The facts which led to this reference application are that the respondent-assessee is a registered firm engaged in the business of sale and purchase of cereals, pulses, oil seeds, cotton and other agricultural commodities. During the assessment proceedings it was found by the Assessing Officer that the firm has diverted its profit to four different persons who arc relatives of the partners of the firm, namely, Smt. Santosh, Shri Ram Pratap, Shri Rajkumar Goyal and Shri Sushil Kumar, and made addition of that sum in the income of the assessee-firm as its assessable income. The said order was affirmed by the Commissioner of Income-tax (Appeals) on September 3, 1991. On further appeal, the Income-tax Appellate Tribunal, Jaipur Bench, Jaipur, came to a categoric conclusion that the aforesaid amount totalling to Rs. 1,61,247 was income of the firm derived from its own calculated account and liable to assessment. However, it has still deleted the above sum from the income of the assessee on the ground that the four persons named above have in their individual capacity been assessed in respect of the said income in their respective cases. This controversy in short is clearly reflected in the terms of question.

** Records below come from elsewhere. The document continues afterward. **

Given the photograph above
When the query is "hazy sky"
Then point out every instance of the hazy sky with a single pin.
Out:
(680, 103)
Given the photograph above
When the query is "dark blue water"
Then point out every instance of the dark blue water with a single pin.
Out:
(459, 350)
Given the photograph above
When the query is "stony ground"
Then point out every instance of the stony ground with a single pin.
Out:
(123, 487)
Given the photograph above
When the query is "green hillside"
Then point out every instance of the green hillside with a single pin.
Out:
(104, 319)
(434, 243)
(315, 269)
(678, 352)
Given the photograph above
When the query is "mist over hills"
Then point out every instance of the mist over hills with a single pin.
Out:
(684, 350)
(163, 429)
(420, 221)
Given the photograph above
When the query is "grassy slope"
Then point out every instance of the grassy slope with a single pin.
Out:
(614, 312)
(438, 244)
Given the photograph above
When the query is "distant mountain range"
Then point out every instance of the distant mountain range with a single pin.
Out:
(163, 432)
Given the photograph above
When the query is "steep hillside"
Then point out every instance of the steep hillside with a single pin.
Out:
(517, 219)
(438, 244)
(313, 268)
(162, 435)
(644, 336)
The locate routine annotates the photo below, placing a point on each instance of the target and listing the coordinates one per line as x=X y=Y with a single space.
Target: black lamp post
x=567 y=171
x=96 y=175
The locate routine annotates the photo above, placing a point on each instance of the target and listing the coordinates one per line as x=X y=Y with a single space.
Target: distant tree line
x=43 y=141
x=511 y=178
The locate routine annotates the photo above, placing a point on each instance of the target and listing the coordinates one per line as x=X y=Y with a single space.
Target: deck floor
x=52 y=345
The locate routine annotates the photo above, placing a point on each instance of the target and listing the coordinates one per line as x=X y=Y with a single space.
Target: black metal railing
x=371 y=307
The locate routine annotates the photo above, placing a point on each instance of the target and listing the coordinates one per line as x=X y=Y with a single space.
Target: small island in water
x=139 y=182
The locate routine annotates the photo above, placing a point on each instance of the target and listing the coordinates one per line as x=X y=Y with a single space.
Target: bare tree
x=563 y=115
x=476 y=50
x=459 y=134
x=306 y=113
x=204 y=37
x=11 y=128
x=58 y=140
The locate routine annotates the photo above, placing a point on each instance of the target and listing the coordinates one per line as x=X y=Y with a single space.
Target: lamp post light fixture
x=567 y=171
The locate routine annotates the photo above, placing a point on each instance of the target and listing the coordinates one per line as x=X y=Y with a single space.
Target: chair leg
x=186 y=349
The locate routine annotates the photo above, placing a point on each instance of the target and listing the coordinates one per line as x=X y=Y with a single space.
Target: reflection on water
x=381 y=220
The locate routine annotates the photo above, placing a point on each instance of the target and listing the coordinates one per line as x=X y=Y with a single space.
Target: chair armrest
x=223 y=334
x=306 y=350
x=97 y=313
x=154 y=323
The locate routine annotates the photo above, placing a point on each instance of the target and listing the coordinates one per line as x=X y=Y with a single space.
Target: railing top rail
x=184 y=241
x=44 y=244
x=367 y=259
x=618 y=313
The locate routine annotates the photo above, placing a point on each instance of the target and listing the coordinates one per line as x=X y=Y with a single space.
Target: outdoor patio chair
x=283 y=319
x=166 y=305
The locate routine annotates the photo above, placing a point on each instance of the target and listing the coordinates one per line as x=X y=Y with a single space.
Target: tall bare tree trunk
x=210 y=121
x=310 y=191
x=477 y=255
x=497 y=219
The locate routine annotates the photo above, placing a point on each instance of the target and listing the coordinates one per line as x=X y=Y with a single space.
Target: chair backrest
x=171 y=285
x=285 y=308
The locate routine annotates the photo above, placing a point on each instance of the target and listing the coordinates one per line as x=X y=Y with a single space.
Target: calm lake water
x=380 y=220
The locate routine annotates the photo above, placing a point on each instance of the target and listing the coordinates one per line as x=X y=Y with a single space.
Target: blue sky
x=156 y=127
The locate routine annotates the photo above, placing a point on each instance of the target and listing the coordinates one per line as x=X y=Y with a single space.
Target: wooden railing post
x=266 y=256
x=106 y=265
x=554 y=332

We are of the opinion that in view of the decision of the Supreme Court in Jain Brothers v. Union of India [1970] 77 ITR 107, it should be no more in doubt that the assessment of different persons in respect of the very same income will not absolve one from liability to be taxed de hors the finding recorded in one proceeding with reference to the finding recorded in somebody else's assessment. If in the case of A it has been found that A has earned income, then the obligation is on A to be assessed and pay tax on the income earned by him.
In the present case, it has been found by the Tribunal that the income actually belongs to the assessee. Therefore, there was no impediment in levying tax on the income of the assessee irrespective of whether some other persons have already been made to submit returns in respect of the income and have been assessed on the basis of the declaration submitted by them. We are not concerned with the remedies which other persons may follow.
We accordingly hold that the Tribunal was not justified in directing to delete the addition of Rs. 84,769 and 22,127 from the income of the assessee-firm which the Tribunal has found to be the income of the assessee-firm and not of the other persons named above. Accordingly, we answer the question referred to us in the negative, i.e., against the assessee and in favour of the Revenue.